Sesaat kemudian, Amir menggenggam erat tangan Vira, "Hapus nama itu ya, biarkan aku memahami kamu seperti hujan yang memadamkan benci dan menyemaikan cinta di hati kamu," diusapnya air mata Vira. "Biarkan aku menggantikannya, tunggu aku. Sebagaimana aku menunggu hatimu seutuhnya hanya untukku." satu pelukan menenggelamkan keduanya dalam haru.
"Akan kucoba kak," jawaban Vira cukup membuat Amir tenang.
'Aku mencintaimu kak, saat ini aku bahagia bersamamu, aku hanya terkenang olehnya, tapi bukan berarti aku tak mencintaimu. Dia hanya masa lalu.'
"Apa kakak serius sama aku?"
Rintik hujan sedang menyemaikan cinta itu, ada cinta di kedua mata itu, Vira dapat melihatnya. Dan kini hujan menyatukan kepingan hatinya. Di balik rintik Amir membisikkan puisi yang pernah ditulisnya "Aih, jangan pernah kau meragu, ada rindu pada tiap rintik yang membasahi puing-puing hatiku, pun di sebalik senyum itu, ada bisik-bisik cinta yang menelisik ke dalam sukma"
Vira mendengarnya, jelas terngiang dan lekat dalam ingatannya...
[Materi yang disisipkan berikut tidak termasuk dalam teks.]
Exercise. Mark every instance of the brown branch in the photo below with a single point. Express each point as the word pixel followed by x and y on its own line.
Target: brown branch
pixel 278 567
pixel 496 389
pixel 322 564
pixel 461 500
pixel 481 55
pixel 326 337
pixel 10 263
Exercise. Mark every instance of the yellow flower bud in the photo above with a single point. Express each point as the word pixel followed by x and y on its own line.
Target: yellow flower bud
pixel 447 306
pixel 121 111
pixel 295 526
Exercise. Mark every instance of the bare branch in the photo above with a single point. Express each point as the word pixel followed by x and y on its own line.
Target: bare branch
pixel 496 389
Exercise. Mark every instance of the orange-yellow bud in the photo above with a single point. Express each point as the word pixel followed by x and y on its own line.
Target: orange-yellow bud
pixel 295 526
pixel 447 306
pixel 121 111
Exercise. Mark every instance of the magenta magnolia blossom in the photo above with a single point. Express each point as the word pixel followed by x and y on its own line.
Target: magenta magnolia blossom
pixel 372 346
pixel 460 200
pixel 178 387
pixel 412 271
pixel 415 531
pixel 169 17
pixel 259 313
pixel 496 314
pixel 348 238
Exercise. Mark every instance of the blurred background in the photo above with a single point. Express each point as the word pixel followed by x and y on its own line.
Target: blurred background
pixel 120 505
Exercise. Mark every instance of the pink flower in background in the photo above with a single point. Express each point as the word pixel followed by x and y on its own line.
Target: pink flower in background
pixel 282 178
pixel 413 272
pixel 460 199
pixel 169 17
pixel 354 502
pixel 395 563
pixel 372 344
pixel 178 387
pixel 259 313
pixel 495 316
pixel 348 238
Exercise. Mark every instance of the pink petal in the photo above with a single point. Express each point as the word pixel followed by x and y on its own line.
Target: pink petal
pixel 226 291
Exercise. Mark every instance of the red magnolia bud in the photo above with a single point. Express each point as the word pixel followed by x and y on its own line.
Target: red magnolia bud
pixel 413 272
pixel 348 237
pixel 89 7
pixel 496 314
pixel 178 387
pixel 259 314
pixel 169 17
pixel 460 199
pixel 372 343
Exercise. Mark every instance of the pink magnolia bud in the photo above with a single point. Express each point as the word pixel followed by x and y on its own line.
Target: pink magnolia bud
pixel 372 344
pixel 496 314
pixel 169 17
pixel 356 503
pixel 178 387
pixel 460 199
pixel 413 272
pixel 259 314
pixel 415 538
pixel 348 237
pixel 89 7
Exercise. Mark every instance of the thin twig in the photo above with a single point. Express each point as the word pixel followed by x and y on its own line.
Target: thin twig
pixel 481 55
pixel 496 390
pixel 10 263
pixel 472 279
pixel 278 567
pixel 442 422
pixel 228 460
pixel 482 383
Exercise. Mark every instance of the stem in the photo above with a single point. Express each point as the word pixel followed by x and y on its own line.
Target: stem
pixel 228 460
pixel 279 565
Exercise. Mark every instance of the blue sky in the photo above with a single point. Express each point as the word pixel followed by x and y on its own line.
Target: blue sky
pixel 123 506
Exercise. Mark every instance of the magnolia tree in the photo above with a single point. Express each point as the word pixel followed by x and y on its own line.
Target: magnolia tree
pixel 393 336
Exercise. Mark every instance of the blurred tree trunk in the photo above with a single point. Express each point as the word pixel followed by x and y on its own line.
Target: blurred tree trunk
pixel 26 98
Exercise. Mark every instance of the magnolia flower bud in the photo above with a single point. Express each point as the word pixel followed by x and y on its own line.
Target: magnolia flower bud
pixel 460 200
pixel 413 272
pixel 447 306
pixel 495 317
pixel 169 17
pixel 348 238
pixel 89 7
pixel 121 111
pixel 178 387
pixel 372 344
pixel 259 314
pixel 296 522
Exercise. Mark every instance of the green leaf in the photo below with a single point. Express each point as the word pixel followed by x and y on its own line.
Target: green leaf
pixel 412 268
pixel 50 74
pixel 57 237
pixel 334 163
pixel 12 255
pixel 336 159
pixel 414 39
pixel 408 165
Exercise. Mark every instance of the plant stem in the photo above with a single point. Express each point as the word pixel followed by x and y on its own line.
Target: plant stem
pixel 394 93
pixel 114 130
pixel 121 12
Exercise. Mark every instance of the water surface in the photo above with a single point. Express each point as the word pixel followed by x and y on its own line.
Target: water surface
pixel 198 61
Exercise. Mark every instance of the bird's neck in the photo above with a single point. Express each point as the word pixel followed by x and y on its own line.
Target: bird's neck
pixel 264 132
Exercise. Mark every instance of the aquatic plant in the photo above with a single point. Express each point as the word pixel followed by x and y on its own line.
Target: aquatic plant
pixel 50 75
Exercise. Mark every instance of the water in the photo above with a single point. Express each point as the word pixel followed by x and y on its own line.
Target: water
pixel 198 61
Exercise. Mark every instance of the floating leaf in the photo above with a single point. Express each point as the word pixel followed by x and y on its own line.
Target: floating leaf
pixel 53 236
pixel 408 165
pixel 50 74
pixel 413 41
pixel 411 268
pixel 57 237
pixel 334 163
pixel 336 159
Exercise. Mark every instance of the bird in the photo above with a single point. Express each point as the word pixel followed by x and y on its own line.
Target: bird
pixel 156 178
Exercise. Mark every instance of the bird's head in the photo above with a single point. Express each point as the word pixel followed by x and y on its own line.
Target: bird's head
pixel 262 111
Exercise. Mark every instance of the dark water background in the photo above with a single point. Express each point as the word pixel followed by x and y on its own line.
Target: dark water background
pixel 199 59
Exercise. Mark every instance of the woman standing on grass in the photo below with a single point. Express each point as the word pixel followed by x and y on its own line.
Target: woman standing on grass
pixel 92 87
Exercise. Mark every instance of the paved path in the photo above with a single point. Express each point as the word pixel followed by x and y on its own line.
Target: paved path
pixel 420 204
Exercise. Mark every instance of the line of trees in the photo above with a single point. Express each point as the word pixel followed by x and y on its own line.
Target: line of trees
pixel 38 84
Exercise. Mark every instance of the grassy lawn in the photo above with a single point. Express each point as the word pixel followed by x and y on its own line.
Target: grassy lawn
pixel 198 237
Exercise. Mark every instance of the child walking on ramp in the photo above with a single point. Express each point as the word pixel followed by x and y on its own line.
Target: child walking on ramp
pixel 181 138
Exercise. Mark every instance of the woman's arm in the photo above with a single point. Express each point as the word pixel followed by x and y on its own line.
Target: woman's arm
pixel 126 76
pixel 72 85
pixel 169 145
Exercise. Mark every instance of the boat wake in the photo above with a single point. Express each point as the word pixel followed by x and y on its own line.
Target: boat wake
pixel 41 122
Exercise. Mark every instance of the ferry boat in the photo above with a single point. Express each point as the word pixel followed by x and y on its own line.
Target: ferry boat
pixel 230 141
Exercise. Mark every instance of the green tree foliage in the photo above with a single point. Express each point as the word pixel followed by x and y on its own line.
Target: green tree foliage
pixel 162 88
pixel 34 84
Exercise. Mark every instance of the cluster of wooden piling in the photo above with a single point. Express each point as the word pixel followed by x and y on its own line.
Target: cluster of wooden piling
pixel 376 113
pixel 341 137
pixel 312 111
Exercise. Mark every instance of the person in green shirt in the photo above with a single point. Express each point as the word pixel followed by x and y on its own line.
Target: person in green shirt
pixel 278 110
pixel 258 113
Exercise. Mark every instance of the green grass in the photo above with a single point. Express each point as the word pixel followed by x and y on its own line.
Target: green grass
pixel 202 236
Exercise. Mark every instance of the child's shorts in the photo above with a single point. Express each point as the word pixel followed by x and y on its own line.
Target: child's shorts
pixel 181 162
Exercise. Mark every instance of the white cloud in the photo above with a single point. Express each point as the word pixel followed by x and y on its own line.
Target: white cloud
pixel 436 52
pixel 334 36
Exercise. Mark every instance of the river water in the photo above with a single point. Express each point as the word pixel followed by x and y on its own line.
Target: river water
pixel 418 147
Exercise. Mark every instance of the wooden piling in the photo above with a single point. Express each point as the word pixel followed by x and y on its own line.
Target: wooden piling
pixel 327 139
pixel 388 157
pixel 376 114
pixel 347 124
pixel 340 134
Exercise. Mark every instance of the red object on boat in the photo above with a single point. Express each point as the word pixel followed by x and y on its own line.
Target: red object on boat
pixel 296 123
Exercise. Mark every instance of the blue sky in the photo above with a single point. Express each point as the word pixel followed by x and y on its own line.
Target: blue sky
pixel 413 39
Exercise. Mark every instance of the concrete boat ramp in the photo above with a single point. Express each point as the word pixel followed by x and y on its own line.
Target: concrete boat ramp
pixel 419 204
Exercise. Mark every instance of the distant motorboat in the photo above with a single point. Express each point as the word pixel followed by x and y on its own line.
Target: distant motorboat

Lelaki hujanku, bilamana rasaku rasamu jua, pun diriku untukmu adalah takdir-Nya, jagalah rasamu, biarkan kidung kirana membahana melalui suara hatimu, biarkan hujan meleburkan kita menjadi satu, satukan puing-puing hatimu dan hatiku"  Vira membalas puisi itu, membiarkan rintik menyemaikan rasa untuk siluet hati yang dicarinya. Hanya Amir.
"Aku dan kamu... Satu...
" Amir dan Vira mengucap janji itu, keduanya menatap langit senja warna ungu, dan hujan menyatukan dua kepingan hati itu untuk kurun waktu yang tak siapapun dapat menduga. Selamanya cinta akan tetap bersemi pada jiwa-jiwa yang merindu.